Before publishing a recent project centering on the LGBTQ+ community in Africa, an anonymous Kenyan journalist prepared for backlash and harassment online. Though the negative response was not as strong as he had feared, the personal risks for a queer journalist remain high. 

Homosexuality is illegal in Kenya, punishable by up to 21 years in prison, and a recent court ruling banned an LGBTQ+ human rights group. A 2019 poll showed only 14 percent of the country’s population said homosexuality should be accepted in society.

This journalist commented on the exclusion of queer stories in local outlets in Kenya. “You can tell there’s hesitation to cover these kinds of stories from the editors themselves. You don’t want to commission or to send out coverage for LGBTQ stuff because they know that they expect the audience to react a certain kind of way.
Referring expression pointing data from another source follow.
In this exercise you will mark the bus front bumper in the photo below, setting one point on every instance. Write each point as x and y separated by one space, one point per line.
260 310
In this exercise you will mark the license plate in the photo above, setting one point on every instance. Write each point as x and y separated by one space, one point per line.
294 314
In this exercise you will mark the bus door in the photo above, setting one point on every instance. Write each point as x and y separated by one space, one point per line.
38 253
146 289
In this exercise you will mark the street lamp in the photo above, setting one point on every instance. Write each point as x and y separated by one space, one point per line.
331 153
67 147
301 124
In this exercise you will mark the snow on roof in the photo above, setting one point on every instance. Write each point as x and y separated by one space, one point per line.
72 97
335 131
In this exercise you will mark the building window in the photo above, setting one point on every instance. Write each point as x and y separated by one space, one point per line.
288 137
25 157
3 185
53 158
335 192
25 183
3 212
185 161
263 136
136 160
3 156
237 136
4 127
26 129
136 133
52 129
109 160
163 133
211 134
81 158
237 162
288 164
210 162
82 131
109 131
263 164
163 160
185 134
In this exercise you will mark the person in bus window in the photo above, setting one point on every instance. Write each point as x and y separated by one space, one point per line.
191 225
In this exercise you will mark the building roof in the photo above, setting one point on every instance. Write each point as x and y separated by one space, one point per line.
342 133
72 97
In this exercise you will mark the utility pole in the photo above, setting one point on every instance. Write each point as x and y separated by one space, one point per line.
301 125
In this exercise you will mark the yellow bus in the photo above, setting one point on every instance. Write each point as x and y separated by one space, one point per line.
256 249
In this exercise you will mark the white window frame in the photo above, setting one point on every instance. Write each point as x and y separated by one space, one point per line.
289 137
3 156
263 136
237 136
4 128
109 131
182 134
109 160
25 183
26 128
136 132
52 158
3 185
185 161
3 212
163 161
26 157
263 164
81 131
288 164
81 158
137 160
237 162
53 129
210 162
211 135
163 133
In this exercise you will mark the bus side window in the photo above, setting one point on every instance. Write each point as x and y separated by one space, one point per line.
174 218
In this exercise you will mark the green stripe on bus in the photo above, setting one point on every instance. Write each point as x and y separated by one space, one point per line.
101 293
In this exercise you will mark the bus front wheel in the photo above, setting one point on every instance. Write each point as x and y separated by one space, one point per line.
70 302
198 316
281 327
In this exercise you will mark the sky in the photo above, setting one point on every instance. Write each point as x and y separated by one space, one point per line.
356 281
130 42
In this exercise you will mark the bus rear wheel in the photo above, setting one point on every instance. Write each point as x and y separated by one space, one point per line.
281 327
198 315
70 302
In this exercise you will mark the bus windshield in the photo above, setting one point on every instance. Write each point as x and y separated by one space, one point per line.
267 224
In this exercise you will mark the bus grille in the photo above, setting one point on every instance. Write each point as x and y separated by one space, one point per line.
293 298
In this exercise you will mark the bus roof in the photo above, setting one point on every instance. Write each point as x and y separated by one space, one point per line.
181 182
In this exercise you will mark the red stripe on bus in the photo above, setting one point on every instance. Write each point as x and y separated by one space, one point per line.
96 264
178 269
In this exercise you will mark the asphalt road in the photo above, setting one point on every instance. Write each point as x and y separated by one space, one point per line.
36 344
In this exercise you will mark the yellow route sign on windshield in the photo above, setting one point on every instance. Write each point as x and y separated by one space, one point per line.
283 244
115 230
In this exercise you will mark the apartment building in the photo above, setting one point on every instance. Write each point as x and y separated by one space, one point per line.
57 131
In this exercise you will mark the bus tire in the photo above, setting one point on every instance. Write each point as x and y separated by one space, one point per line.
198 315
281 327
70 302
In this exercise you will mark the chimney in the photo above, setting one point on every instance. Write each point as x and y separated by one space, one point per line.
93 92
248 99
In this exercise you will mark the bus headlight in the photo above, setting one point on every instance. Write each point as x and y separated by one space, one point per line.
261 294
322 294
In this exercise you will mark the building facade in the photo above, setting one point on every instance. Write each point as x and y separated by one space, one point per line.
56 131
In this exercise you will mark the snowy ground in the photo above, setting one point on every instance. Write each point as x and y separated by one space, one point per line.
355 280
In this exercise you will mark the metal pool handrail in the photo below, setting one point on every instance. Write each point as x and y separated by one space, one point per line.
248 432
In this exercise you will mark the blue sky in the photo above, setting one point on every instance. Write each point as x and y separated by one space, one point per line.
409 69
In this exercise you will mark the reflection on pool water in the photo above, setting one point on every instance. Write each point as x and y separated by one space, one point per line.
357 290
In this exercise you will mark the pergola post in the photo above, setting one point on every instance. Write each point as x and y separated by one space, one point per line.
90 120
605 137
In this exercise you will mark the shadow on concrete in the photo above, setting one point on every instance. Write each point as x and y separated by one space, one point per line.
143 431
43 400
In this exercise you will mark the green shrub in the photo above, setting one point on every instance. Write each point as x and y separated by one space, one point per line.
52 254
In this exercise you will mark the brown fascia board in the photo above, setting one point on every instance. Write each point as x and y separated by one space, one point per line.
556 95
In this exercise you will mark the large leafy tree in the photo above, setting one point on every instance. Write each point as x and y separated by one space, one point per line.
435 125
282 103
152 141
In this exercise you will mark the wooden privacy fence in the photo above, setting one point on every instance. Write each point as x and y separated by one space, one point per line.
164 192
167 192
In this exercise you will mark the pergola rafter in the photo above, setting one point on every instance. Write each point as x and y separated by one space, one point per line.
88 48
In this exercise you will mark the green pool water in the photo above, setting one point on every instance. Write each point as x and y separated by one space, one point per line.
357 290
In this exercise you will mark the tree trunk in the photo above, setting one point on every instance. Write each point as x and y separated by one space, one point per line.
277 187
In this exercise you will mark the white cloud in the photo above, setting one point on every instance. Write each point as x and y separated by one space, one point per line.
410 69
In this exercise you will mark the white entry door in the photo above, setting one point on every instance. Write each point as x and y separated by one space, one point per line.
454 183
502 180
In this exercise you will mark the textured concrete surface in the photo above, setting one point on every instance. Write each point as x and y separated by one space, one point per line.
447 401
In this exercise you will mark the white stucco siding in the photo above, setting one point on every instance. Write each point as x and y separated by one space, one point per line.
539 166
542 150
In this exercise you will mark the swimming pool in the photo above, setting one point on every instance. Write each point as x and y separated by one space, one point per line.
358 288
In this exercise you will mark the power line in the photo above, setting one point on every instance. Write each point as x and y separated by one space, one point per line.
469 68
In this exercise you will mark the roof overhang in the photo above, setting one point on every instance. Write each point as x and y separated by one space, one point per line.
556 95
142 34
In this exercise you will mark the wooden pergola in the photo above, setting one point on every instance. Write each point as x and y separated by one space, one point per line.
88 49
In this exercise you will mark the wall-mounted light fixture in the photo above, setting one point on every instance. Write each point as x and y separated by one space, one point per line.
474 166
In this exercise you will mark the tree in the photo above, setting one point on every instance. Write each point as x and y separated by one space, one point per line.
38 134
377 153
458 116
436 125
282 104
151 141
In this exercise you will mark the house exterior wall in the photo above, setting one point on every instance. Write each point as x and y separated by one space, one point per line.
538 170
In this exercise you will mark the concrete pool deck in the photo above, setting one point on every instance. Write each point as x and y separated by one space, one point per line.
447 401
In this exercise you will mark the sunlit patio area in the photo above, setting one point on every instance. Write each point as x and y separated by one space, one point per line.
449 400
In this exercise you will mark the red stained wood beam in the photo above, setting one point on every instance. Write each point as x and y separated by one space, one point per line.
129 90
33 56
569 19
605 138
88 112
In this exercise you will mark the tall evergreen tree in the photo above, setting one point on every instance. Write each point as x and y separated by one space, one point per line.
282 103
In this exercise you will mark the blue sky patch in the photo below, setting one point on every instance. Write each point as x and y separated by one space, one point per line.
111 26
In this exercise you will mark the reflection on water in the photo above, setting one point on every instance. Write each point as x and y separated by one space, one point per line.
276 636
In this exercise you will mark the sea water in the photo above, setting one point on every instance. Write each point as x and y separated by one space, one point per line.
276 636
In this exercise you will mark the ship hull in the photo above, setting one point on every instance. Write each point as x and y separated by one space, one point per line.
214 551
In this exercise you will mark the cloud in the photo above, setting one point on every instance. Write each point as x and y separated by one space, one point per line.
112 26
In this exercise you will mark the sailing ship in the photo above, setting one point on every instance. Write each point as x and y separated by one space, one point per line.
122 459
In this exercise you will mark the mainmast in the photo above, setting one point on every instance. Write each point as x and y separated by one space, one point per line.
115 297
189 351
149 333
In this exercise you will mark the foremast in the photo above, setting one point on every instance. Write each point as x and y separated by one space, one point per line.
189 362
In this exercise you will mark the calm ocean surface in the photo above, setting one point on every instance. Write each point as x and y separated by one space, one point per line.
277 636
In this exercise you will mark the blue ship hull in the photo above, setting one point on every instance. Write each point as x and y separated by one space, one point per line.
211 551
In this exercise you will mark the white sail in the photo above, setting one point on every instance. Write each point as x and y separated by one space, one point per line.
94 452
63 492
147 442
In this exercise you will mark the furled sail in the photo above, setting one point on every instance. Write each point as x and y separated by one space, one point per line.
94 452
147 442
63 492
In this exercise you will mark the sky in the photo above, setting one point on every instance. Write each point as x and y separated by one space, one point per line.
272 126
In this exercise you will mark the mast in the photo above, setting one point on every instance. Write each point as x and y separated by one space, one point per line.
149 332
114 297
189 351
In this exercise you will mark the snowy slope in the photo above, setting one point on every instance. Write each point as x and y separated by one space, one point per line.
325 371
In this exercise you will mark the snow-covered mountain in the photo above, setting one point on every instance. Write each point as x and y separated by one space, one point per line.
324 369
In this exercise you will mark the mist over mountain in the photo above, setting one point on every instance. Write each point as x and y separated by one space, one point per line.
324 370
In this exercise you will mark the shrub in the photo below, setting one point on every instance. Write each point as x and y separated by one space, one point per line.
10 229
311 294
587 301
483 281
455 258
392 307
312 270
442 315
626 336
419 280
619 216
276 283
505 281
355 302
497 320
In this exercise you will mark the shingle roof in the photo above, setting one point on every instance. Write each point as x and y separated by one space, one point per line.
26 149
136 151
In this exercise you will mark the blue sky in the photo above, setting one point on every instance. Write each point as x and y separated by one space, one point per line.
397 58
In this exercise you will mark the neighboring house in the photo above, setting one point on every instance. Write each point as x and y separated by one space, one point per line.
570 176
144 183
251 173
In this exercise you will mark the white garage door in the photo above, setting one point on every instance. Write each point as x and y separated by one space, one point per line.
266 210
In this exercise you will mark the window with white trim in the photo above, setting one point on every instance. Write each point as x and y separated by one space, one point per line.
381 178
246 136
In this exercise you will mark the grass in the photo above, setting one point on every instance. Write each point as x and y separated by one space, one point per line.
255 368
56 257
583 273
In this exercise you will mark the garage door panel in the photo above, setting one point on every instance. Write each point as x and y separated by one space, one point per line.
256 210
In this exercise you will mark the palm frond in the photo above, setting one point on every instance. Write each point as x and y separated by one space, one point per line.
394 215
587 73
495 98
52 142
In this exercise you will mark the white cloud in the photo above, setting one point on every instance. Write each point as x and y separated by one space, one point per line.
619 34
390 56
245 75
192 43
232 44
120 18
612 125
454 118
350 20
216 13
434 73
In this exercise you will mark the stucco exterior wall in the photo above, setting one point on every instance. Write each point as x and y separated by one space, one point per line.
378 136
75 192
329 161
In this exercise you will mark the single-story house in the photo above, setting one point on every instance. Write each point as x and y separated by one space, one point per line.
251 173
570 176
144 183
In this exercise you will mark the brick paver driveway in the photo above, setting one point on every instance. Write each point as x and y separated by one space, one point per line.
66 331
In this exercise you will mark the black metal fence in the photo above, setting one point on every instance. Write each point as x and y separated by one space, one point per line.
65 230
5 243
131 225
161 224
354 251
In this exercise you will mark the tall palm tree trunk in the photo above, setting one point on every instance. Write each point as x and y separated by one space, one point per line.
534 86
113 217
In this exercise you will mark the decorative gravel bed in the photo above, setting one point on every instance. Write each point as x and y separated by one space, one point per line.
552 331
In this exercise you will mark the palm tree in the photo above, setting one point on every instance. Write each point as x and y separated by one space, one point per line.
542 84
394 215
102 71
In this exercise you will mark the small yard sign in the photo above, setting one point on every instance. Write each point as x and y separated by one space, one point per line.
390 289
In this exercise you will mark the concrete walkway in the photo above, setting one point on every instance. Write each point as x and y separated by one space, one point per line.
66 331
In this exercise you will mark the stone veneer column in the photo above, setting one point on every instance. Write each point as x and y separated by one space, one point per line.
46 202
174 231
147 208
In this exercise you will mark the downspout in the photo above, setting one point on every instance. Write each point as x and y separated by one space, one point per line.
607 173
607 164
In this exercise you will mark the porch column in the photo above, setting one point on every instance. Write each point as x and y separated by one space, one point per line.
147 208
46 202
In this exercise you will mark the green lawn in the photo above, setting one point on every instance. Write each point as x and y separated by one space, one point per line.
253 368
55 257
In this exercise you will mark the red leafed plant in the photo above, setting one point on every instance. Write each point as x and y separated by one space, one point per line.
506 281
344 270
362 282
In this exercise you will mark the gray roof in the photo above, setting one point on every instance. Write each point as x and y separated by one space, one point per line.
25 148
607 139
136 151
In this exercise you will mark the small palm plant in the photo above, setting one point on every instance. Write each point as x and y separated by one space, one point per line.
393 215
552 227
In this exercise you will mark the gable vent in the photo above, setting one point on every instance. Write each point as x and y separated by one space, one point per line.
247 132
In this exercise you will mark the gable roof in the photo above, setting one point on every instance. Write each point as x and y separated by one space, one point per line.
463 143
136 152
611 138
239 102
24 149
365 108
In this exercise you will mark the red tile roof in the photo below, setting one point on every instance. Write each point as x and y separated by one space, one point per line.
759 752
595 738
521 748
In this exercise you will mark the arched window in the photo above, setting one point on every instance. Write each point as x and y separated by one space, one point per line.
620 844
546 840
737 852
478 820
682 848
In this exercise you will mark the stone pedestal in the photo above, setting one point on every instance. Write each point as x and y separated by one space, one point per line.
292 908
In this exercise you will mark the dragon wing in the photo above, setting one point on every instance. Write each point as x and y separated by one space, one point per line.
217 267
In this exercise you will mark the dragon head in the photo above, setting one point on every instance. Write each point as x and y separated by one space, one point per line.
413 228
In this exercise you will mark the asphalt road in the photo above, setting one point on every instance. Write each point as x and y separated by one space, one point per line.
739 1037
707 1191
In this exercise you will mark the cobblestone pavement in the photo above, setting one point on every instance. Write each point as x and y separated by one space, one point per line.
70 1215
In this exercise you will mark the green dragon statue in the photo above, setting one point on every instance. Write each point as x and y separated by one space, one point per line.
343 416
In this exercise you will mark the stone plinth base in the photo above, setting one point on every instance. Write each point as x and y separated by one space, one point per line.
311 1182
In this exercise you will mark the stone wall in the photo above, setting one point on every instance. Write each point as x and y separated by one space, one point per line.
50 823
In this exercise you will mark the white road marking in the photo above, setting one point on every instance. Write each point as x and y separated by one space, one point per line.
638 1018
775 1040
And they don’t want to be seen as propagating or pushing an agenda. So very often such stories are not covered.”

Being the one to cover these stories can place a journalist under public scrutiny. “There’s just things about your personal life that people are questioning. So you’re doing really well with your career? But where is your family? And these are not questions that a straight journalist would have to go through. And obviously you can’t have your personal life as you’d wish.”

This journalist’s drive to cover the LGBTQ+ community, however, comes from a desire to promote social justice in reporting. “Very often, you find that minority groups now like LGBTQ, are one, undercovered and two, definitely oppressed by the systems or societies they live in.”

“My most recent [project] has given me the backbone to [cover the queer community] without necessarily hiding because, initially, the whole team decided that I’m not covering it as a queer journalist. I’m just a reporter who’s been sent to cover the story. And that’s how we really try to stay objective, and to protect me as well.”

In the process of his recent project, he could see the parallels to his own life: the project came out just after he had been outed to his father. “It was very triggering, just listening to how people have been ostracized by their families, or how they don’t have anyone to share their experiences with, or how no one gets them. And I entirely could feel every single story that we’re sharing”, he said.

In an international outlet like the one this journalist works at, he is able to be out to some of his colleagues. “But within the local stations, that’s something I would never have done,” he said. “It would have definitely cost me my job if I came out.”

To change the industry, however, he called on editors to be more open minded about covering LGBTQ issues. “There’s a sense that they need to see it like any other story, and look at it objectively, and put out personal opinions or feelings because at the end of the day, we’re dealing with people who need to be covered, and stories that need to be told.”